Now, such a conclusion would be unthinkable, you see, in the 19th century, when man had not come to the logical conclusion of modern philosophy. So Bibby is saying when he has done the most important work of any archaeologist of our generation, “What was the sense to it?” We have time for one more question I think.

[Audience Member] Your mentioning that thing of the Capernican revolution ..?... would it not be questioned by men like (?) and Galileo?

[Rushdoony] Well, I think Bruno for one thing would have paid no attention to Capernicus because his perspective was essentially hermetic, um, Francis, I forget her last name, a very brilliant scholar has written on D.R. Giordano Bruno, and his thought, and… what?

[Audience Member] Francis Yates.

[Rushdoony] Francis Yates, a very brillian work.

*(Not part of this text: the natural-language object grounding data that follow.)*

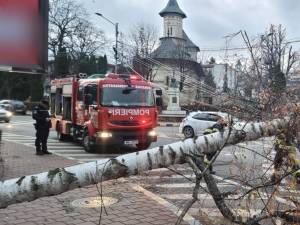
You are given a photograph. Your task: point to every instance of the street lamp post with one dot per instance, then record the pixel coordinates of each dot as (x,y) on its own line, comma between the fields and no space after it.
(116,25)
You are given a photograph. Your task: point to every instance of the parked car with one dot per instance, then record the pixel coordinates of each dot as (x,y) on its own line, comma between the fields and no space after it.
(5,115)
(196,122)
(14,106)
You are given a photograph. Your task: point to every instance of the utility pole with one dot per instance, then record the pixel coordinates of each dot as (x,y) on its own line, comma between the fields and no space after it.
(116,25)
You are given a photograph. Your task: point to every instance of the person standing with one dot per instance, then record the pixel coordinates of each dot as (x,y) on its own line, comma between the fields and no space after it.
(217,127)
(41,115)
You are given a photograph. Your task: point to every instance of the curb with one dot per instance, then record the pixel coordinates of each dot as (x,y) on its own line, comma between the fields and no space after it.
(168,124)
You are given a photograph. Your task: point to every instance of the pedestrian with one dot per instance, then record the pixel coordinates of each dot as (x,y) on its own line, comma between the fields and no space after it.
(41,115)
(217,127)
(285,152)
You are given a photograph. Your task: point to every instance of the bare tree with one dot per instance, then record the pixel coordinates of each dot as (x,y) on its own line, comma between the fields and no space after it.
(64,17)
(86,41)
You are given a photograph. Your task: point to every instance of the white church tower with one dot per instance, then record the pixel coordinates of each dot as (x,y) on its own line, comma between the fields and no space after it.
(173,17)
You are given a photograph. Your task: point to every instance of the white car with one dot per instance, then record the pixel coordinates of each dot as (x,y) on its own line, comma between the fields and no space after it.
(5,115)
(196,122)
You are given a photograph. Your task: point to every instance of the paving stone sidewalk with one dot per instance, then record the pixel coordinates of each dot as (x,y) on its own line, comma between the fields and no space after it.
(131,208)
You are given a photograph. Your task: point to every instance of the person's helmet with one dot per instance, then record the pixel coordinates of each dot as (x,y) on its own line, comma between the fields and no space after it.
(45,101)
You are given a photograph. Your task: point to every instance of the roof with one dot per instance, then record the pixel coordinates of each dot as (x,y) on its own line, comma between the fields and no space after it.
(167,50)
(189,43)
(172,7)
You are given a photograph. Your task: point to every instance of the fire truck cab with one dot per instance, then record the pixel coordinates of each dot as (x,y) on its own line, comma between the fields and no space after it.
(114,110)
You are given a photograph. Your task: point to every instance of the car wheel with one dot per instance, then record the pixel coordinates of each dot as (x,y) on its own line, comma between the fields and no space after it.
(188,132)
(86,142)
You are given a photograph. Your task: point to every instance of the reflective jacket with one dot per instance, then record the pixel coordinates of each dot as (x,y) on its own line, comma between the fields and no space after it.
(42,116)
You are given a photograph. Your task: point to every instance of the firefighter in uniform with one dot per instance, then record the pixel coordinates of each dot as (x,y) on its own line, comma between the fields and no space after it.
(285,149)
(41,115)
(217,127)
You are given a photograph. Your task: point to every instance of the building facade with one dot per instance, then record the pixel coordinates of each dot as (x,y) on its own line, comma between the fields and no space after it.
(176,56)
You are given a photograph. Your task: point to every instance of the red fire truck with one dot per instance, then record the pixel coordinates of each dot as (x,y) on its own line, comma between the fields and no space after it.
(114,110)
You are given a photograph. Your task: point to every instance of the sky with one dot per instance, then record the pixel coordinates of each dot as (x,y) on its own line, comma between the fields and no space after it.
(207,22)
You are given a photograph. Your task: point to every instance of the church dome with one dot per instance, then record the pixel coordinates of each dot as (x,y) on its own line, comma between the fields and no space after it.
(172,7)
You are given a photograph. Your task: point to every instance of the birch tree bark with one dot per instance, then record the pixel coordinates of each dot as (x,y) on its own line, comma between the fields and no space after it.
(61,180)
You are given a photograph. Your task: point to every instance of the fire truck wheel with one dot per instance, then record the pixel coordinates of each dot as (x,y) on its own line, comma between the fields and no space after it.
(143,146)
(86,141)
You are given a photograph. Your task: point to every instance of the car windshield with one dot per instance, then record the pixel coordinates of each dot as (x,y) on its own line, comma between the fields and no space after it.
(122,95)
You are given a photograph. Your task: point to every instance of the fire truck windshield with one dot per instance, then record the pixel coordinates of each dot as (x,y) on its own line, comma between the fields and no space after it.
(122,96)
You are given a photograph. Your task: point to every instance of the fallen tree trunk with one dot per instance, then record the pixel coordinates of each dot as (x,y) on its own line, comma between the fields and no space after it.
(61,180)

Pointing out that we are completely wrong in seeing it as modern and scientific, it was a catch all of very ancient Hermetic, occultist strands. Doctor Monar, who taught here this past year, in his most recent book, I believe The Problem of Knowledge, has a very, very brilliant section on that tradition and its influence at the time of the renaissance. I think Galileo would have said that he was more important than Copernicus.

Now, having said that, let me say that what I had to say is not original with me. Some of the most recent scholars on the subject have pointed out that so called Copernican revolution is an idea that historians much later decided upon, that they are really talking about Newton, and the effect of Newton on thought, that it simply wasn’t there. Now Christopher Hill who I regard as one of the greatest historians of our day, he’s a Marxist, I don’t agree with him, but I think that there are very few to equal Christopher Hill anywhere, on 17th century thought. He has done a great deal to trace the study of Copernicus’s influence in the universities of the 17th century, in which the whole emphasis on it was, well, it was the Puritans who made heavy use of Copernicus because they regarded it as a democratic view of the universe, as against the more Ptolemaic, the more orthodox Ptolemaic, because Copernicus himself as Ptolemaic, but a revisionist. The more orthodox Ptolemaic hierarchical view of the heavenly bodies.

So the way they looked at the problem is completely alien to what historians going back and seeing it have professed to see. They have read the impact of Newton back into Copernicus.

[Audience Member] Thank you Doctor Rushdoony.